Mocking Trump? Not Working, part II


Mocking Trump? Not Working, part II
P. Schultz

            Below is a link to an article in today’s NY Times entitled “Why We Must Make a Mockery of Trump,” by Howard Jacobson. I read it with some disbelief and that disbelief turned to scorn as I thought about Jacobson’s argument. I apologize for the scorn but it cannot be helped. Here’s why.

            Well, if you want to make a mockery of Trump, go right ahead. Only it won’t undermine Trump. Rather, it will only make his stronger.

            Consider what happened when Hillary Clinton labeled a sizeable portion of Trump’s supporters “deplorables.” At best, her charge fell flat and at worst it did more to damage Hillary than it did to damage Trump, except of course for those who already thought of Trump’s supporters as deplorable, thoughtless reactionaries.

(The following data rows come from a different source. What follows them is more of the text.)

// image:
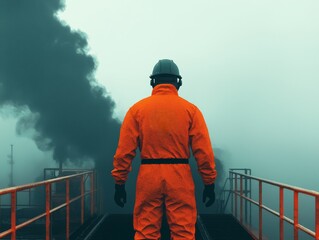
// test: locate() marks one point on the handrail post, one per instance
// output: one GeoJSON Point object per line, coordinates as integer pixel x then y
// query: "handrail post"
{"type": "Point", "coordinates": [82, 199]}
{"type": "Point", "coordinates": [91, 193]}
{"type": "Point", "coordinates": [235, 195]}
{"type": "Point", "coordinates": [67, 208]}
{"type": "Point", "coordinates": [317, 217]}
{"type": "Point", "coordinates": [13, 214]}
{"type": "Point", "coordinates": [231, 191]}
{"type": "Point", "coordinates": [260, 210]}
{"type": "Point", "coordinates": [241, 199]}
{"type": "Point", "coordinates": [296, 215]}
{"type": "Point", "coordinates": [281, 212]}
{"type": "Point", "coordinates": [246, 194]}
{"type": "Point", "coordinates": [47, 211]}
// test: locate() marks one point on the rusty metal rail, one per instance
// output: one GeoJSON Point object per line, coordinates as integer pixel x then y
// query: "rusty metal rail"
{"type": "Point", "coordinates": [238, 192]}
{"type": "Point", "coordinates": [48, 210]}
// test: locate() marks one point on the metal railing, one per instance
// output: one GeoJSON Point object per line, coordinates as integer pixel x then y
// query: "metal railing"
{"type": "Point", "coordinates": [237, 188]}
{"type": "Point", "coordinates": [48, 184]}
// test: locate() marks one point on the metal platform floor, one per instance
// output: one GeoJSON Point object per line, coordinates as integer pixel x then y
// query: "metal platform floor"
{"type": "Point", "coordinates": [120, 227]}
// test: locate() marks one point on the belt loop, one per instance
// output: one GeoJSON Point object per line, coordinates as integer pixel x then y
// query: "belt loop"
{"type": "Point", "coordinates": [165, 161]}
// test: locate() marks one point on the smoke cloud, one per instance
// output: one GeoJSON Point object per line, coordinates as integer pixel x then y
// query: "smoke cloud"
{"type": "Point", "coordinates": [45, 68]}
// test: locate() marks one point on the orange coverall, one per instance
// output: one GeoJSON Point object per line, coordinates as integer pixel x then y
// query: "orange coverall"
{"type": "Point", "coordinates": [164, 126]}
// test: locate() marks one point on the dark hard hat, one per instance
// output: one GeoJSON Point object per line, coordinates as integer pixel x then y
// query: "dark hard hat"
{"type": "Point", "coordinates": [165, 67]}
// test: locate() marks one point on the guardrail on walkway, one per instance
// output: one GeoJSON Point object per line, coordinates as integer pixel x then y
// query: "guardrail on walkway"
{"type": "Point", "coordinates": [237, 189]}
{"type": "Point", "coordinates": [48, 208]}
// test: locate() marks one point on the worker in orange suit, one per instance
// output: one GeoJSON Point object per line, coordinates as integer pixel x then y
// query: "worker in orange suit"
{"type": "Point", "coordinates": [164, 126]}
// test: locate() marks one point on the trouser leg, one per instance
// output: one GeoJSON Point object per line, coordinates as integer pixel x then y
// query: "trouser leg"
{"type": "Point", "coordinates": [181, 207]}
{"type": "Point", "coordinates": [148, 208]}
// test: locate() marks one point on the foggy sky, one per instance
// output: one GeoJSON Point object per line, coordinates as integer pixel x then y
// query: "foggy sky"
{"type": "Point", "coordinates": [250, 66]}
{"type": "Point", "coordinates": [47, 77]}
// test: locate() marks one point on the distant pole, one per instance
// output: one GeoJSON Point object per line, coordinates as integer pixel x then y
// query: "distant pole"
{"type": "Point", "coordinates": [60, 167]}
{"type": "Point", "coordinates": [11, 163]}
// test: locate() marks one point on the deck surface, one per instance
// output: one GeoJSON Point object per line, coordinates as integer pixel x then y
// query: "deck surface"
{"type": "Point", "coordinates": [219, 227]}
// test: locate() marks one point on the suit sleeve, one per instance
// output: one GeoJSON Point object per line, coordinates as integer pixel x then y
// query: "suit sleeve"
{"type": "Point", "coordinates": [202, 148]}
{"type": "Point", "coordinates": [126, 150]}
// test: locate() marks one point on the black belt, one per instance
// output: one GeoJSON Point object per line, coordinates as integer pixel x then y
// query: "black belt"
{"type": "Point", "coordinates": [165, 161]}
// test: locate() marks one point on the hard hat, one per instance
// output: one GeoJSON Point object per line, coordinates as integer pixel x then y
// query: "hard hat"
{"type": "Point", "coordinates": [165, 67]}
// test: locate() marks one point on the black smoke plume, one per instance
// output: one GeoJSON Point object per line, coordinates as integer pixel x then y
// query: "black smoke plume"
{"type": "Point", "coordinates": [45, 67]}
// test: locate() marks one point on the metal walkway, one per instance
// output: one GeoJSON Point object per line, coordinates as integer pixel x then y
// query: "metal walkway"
{"type": "Point", "coordinates": [68, 209]}
{"type": "Point", "coordinates": [216, 227]}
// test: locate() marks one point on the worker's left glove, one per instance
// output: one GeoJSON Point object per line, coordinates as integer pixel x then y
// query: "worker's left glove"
{"type": "Point", "coordinates": [209, 192]}
{"type": "Point", "coordinates": [120, 194]}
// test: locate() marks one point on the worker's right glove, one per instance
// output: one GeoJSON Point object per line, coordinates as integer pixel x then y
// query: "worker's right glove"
{"type": "Point", "coordinates": [120, 194]}
{"type": "Point", "coordinates": [209, 192]}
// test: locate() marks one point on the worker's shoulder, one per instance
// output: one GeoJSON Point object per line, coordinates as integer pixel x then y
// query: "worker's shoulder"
{"type": "Point", "coordinates": [187, 103]}
{"type": "Point", "coordinates": [139, 103]}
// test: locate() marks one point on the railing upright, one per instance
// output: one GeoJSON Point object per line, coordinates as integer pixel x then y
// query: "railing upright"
{"type": "Point", "coordinates": [48, 210]}
{"type": "Point", "coordinates": [242, 194]}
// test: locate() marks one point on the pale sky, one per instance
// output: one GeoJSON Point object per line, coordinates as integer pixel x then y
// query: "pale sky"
{"type": "Point", "coordinates": [250, 66]}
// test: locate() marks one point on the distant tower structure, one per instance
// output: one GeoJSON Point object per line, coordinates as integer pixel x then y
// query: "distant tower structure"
{"type": "Point", "coordinates": [11, 163]}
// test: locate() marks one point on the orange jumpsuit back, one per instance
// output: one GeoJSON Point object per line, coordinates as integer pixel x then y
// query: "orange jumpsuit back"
{"type": "Point", "coordinates": [164, 126]}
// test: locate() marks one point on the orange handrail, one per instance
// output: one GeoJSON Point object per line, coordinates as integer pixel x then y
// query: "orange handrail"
{"type": "Point", "coordinates": [235, 176]}
{"type": "Point", "coordinates": [48, 210]}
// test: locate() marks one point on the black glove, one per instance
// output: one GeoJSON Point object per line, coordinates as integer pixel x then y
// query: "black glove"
{"type": "Point", "coordinates": [120, 195]}
{"type": "Point", "coordinates": [209, 192]}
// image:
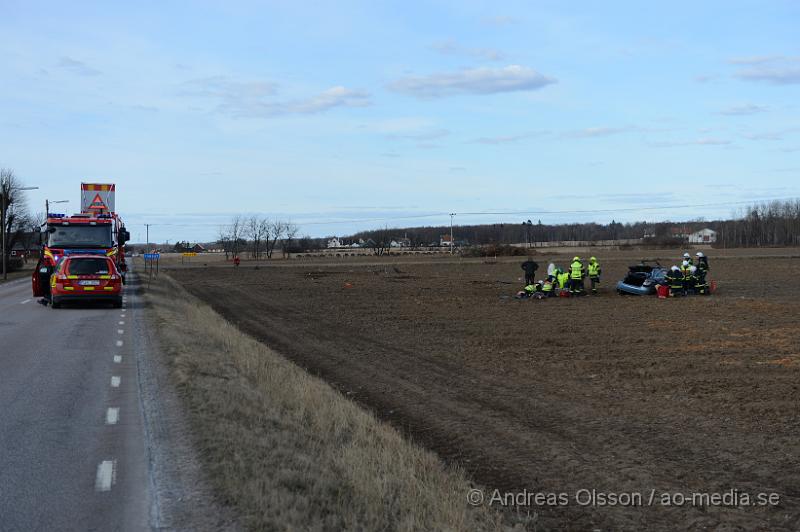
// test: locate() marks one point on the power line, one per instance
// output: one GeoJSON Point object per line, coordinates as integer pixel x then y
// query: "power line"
{"type": "Point", "coordinates": [444, 214]}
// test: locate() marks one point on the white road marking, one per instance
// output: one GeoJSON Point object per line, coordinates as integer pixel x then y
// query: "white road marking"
{"type": "Point", "coordinates": [106, 475]}
{"type": "Point", "coordinates": [112, 416]}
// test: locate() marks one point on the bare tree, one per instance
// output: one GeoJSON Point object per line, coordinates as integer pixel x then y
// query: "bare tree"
{"type": "Point", "coordinates": [14, 216]}
{"type": "Point", "coordinates": [256, 228]}
{"type": "Point", "coordinates": [275, 230]}
{"type": "Point", "coordinates": [290, 233]}
{"type": "Point", "coordinates": [232, 236]}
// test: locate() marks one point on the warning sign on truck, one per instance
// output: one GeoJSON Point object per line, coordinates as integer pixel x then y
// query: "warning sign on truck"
{"type": "Point", "coordinates": [97, 198]}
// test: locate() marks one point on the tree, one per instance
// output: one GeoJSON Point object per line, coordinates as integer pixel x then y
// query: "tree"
{"type": "Point", "coordinates": [275, 230]}
{"type": "Point", "coordinates": [231, 236]}
{"type": "Point", "coordinates": [290, 233]}
{"type": "Point", "coordinates": [14, 217]}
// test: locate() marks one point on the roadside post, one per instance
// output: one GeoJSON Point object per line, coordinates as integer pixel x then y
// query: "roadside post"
{"type": "Point", "coordinates": [187, 254]}
{"type": "Point", "coordinates": [151, 262]}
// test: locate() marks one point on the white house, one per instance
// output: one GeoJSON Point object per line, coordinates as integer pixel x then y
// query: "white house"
{"type": "Point", "coordinates": [703, 236]}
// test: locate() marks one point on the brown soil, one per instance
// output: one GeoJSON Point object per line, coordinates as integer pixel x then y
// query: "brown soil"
{"type": "Point", "coordinates": [616, 394]}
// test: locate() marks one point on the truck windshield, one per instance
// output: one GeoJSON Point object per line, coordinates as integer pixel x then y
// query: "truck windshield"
{"type": "Point", "coordinates": [79, 236]}
{"type": "Point", "coordinates": [88, 267]}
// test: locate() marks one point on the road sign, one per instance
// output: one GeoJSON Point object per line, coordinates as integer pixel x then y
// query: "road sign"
{"type": "Point", "coordinates": [97, 198]}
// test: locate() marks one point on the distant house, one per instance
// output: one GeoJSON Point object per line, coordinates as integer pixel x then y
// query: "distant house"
{"type": "Point", "coordinates": [703, 236]}
{"type": "Point", "coordinates": [681, 232]}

            Why didn’t Hillary’s broadside work? Why won’t mocking Trump work? Because both the broadside and the mocking of Trump fail to take account of the fact that both Trump and his supporters, both of whom can be labeled “insurgents,” are responding to a political setting that lends support to their politics because the established political order lacks legitimacy. The established political order has lost its claim to legitimacy by virtue of its all-too-obvious flaws and defects.

Simply “dissing” his supporters or mocking Trump gets you nowhere because they are responding to this setting and their response, however unacceptable to many people, is not unwarranted. Some response is needed to replace the now de-legitimized established political order. And if one is content to mock, without offering an alternative to Trump’s politics, then, weirdly enough, this just strengthens the insurgency. They have a politics and all you have is mockery. Guess who wins?

            To defeat insurgents, it is necessary to either co-opt them – as Hillary tried to do with the “Sandernistas” at the Democratic national convention, with only partial success – or to provide a political alternative to their insurgency. Co-optation with the “Trumpsters” won’t work because for them that is surrender. And like any politically committed people, the “Trumpsters” would prefer defeat to surrender because then they can “live to fight another day,” ala’ the Goldwaterites after their crushing defeat in the presidential election of 1964. Remember Ronald Reagan?

            And, apparently, so far the Democrats have no alternative to Trump’s politics or they are unwilling to embrace the alternatives that are available, such as that represented by Sanders and his “Sandernistas.” I suspect it is the latter more than the former. But in any case, this is really too bad because it means that Trump and his followers will continue to occupy the positions of power and all the “dissing” of his followers and the mocking of Trump himself will not unseat them.